Mr. and Mrs. Pitoukkas respond the trial court properly concluded they did not breach the agreement or prevent its performance because the undisputed evidence is they could not have obtained a favorable commitment due to their low income level even had they made an application within the six (6) day contractual time period.

It is true, as Nicholls argues, that the contractual language required Mr. and Mrs. Pitoukkas (1) to make an application for financing within six (6) days and (2) to make a diligent effort to obtain financing. Further, the undisputed evidence is Mr. and Mrs. Pitoukkas did not apply for financing within the required six (6) days. However, the trial court could properly conclude neither the tardiness of their application nor the lack of a diligent effort to obtain financing constituted an actionable breach, i.e., they were breaches wholly without consequence. The evidence is undisputed that had Mr. and Mrs. Pitoukkas been both timely and diligent the situation would not have changed in the slightest and the same result would have followed. Mr. and Mrs. Pitoukkas could not have obtained financing had they made ten timely and diligent applications for financing.[3] By its terms the agreement was inevitably going to terminate twenty-one (21) days after the acceptance date. Accordingly, under the particular circumstances of this case, the breaches in timeliness and diligence, if they be so regarded, are wholly immaterial. Saltzman v. McCombs (1955), 71 Nev. 93, 281 P.2d 394.

Judgment affirmed.

BUCHANAN, C.J., and SULLIVAN, J., concur.
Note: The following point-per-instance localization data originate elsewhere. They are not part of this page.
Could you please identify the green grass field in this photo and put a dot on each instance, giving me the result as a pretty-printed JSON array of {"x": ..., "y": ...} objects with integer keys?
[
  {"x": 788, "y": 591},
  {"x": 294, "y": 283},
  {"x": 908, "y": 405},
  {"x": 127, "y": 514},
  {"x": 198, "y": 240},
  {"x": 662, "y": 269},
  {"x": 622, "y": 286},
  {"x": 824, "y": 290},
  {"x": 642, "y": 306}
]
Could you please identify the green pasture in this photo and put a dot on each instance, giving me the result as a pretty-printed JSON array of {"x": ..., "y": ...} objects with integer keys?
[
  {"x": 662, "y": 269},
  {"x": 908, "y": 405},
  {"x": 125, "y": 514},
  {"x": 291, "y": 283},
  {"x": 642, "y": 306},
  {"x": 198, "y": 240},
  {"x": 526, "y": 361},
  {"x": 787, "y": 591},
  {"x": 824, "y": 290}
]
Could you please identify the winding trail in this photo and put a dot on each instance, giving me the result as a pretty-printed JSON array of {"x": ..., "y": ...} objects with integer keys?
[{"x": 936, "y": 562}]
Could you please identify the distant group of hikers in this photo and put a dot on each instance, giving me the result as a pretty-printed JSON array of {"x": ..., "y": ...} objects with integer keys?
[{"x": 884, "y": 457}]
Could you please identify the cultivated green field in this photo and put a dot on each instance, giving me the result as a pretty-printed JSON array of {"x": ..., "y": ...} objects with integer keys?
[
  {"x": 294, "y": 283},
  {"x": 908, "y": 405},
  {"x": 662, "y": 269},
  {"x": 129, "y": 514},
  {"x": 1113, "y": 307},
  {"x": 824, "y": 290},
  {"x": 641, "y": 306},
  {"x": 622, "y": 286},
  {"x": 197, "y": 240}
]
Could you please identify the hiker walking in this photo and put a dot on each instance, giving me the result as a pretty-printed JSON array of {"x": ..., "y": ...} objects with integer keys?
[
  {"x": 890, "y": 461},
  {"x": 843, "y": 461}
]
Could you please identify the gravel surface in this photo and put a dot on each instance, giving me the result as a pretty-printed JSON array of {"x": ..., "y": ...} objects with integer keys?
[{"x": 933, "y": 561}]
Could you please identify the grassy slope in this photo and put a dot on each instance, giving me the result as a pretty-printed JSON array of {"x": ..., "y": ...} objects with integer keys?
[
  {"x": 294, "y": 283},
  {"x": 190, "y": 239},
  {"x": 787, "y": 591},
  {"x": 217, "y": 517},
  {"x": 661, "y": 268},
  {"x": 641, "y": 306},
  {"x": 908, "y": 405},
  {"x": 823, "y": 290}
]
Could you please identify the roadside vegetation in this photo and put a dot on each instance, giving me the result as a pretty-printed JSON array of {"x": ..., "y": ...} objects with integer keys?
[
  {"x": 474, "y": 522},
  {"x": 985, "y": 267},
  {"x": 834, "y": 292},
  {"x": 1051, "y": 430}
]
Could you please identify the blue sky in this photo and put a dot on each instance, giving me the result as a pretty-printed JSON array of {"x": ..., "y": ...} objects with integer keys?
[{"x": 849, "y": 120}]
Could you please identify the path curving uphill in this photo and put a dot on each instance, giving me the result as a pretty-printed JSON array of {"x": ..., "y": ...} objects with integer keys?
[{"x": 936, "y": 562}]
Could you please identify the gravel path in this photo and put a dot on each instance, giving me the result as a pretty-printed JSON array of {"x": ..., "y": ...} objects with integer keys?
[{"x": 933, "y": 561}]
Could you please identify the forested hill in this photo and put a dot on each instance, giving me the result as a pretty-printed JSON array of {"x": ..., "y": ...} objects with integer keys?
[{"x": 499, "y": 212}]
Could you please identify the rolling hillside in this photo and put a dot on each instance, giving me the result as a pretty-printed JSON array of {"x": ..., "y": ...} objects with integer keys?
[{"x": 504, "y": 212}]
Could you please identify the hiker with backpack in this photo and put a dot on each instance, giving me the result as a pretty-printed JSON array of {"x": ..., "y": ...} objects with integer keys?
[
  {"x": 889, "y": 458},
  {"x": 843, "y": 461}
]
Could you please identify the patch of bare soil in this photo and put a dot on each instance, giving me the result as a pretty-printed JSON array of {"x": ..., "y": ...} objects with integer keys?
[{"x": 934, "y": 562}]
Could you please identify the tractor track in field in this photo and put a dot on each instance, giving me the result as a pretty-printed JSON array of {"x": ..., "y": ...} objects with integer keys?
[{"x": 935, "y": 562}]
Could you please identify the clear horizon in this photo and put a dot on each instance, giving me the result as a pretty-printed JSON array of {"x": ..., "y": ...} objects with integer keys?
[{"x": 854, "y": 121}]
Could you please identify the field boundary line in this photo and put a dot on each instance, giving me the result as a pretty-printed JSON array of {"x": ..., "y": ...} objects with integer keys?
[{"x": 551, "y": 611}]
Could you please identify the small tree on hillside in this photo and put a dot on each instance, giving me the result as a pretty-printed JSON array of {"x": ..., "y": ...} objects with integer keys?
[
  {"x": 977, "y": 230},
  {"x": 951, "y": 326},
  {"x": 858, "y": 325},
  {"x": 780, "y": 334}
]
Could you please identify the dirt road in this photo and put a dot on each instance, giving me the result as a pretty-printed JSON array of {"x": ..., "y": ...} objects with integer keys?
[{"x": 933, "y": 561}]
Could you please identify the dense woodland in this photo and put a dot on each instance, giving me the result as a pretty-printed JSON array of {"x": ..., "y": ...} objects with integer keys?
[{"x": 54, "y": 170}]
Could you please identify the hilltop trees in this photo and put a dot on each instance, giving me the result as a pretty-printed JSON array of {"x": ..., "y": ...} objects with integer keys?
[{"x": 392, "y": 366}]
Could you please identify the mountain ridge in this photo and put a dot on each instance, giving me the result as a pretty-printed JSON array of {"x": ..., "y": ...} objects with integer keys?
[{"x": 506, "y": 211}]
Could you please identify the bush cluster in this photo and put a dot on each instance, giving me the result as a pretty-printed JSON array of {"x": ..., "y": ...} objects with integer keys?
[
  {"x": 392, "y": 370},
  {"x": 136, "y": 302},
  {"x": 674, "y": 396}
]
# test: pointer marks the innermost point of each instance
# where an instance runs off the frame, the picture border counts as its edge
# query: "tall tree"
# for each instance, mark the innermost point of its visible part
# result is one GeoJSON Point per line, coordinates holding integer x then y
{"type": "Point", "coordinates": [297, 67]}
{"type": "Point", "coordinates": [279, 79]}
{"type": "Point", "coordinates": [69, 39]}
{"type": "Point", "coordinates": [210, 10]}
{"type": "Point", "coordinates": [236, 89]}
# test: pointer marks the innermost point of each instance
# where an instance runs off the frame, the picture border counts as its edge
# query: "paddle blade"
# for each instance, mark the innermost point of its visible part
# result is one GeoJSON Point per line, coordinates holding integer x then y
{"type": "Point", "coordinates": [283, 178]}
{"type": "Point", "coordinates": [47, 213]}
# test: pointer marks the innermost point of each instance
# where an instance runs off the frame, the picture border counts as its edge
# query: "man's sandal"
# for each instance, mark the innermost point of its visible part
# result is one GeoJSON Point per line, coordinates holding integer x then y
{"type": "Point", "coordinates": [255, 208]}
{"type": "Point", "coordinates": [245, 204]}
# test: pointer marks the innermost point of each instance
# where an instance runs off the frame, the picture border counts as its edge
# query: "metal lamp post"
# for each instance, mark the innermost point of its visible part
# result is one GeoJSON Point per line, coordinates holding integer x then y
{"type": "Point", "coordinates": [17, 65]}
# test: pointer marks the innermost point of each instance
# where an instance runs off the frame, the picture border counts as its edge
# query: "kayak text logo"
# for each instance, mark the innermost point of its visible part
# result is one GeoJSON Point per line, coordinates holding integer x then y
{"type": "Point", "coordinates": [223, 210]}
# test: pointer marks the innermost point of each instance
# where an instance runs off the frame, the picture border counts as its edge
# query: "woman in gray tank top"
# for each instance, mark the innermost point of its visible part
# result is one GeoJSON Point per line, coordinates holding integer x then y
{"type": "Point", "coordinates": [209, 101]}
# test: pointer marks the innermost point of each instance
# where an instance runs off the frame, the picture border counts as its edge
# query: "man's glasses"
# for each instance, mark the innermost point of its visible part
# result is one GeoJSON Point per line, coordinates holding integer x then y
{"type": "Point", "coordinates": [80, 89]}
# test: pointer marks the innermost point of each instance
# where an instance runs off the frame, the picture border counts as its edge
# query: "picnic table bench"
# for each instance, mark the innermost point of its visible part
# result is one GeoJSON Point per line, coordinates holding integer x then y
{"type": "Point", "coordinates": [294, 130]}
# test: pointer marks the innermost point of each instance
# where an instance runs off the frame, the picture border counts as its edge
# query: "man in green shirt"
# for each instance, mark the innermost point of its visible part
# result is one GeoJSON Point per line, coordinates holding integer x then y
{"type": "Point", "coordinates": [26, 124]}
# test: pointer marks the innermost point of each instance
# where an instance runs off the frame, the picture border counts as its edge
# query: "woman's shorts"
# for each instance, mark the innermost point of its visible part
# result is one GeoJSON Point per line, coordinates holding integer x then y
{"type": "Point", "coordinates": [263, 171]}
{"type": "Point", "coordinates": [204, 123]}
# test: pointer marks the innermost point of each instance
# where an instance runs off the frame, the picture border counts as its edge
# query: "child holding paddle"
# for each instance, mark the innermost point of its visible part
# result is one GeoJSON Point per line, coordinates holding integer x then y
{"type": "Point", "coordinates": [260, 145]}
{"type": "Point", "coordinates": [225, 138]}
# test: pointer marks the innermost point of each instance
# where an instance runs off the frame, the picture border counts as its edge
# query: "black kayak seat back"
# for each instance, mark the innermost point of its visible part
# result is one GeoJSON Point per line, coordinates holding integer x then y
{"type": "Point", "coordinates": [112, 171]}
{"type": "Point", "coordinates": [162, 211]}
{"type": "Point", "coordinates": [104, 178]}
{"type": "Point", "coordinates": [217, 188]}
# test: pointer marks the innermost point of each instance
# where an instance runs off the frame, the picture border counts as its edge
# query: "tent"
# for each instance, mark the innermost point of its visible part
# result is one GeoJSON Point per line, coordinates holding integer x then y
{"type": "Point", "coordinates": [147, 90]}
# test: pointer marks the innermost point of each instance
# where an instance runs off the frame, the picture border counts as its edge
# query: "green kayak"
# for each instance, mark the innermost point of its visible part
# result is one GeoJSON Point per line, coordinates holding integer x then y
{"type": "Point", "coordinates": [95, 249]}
[1] The lack of success was dictated by a comparison of Mr. and Mrs. Pitoukkas' gross income ($806 per month) with the anticipated mortgage payment ($719.58 per month including taxes and insurance).

[2] Nicholls does not separately argue any error in the trial court's judgment for Mr. and Mrs. Pitoukkas on their complaint. Therefore, we have assumed, as does Nicholls, that the judgment on the complaint stands or falls with the judgment on the counterclaim.

[3] It is this undisputed fact which distinguishes this case from Billman v. Hensel (1979), 181 Ind. App. 272, 391 N.E.2d 671. In Billman the evidence did not exclude the possibility a reasonable and good faith effort to obtain financing would have been successful.